Just as I expect, my soul moves out into the spirit world one final time. The Gauntlet that once separated matter and spirit is gone now, or at least a tattered mess, and I see things differently. To the best of my knowledge, no shaman has ever seen the “avatar storm” as anything but a vast field of sharp knives, or teeth, or broken glass or some other symbol of cutting. Now I see within it a sea of faces—men and women of all ages and races, all filled with a tremendous and desperate sadness, such as I’ve seen only in those about to die for what they feel is an unnecessary, avoidable reason. They glow to my inner eye with aged power. In the material world, I could see them only as an ominous fog or half-glimpsed faces. Now... the threat they pose to the living isn’t diminished. If anything, I see it more clearly, as I can see the wills behind them. But I see their suffering and their knowledge of the impending end. I can sympathize, even if I decline to condone what they’re doing.

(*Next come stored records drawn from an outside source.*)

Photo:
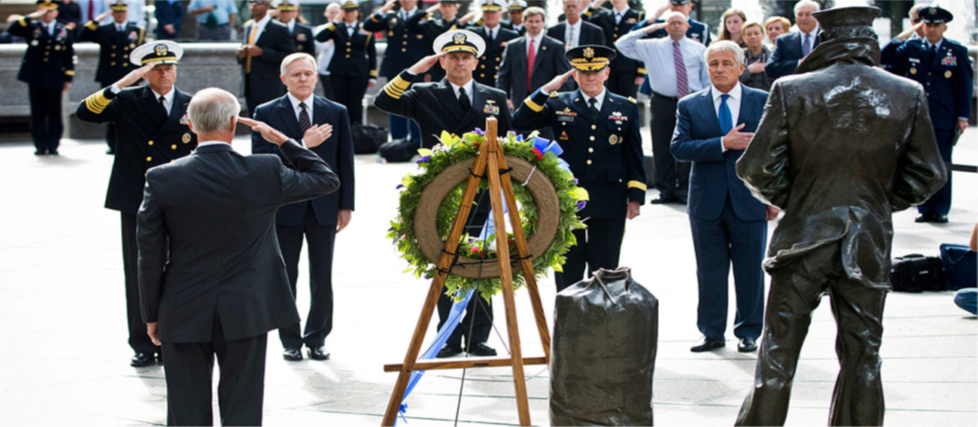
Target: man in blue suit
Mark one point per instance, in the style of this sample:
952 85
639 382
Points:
323 126
791 48
943 68
729 225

As I leave matter behind me, the signs of the end are everywhere. On Earth, the Red Star is a discrete bright light. Here it's a pervasive glow. And there’s a new movement everywhere around me, as like hurries to reunite with like. Soon all the spirits of foxes, for instance, will be part of the single spirit of Fox, and I presume that in turn she’ll go on to fuse with the other totems into the essence of Animal, and so on up the great chain of being. It’s fascinating to watch, if somewhat disconcerting. It’s certainly easy to understand why the physical world is losing its coherence: things fall apart from the soul out, as Xoca used to tell me.
(Is Xoca still alive? Is he waiting for me to merge with him and others to become a sort of Shaman totem? )

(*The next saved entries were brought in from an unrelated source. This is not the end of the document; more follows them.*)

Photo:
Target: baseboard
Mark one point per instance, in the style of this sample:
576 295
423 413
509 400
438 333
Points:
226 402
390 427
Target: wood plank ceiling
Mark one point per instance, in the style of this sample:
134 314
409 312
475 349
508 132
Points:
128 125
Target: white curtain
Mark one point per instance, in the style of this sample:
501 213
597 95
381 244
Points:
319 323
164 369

There are good reasons that shamans are vague about what happens to most people when they die. None of it is very comforting. Either the soul is quickly reborn, passing along its essence while the last personality is lost, or the soul ends up stuck somewhere—a ghost, if it’s in or near the Gauntlet, one more of the infinite drifting knots of spirit if it’s farther away. Most cultures’ funeral rituals are something like anesthetic for both the living and the deceased, calming them enough (or channeling grief into acceptable enough outlets) for the next stage to get underway without too many complaints. Right now, though, it looks to me like both of the usual routes are broken pretty badly. I hear a growing clamor from souls looking for, well, anything at all to anchor to, and I worry about what it may all mean.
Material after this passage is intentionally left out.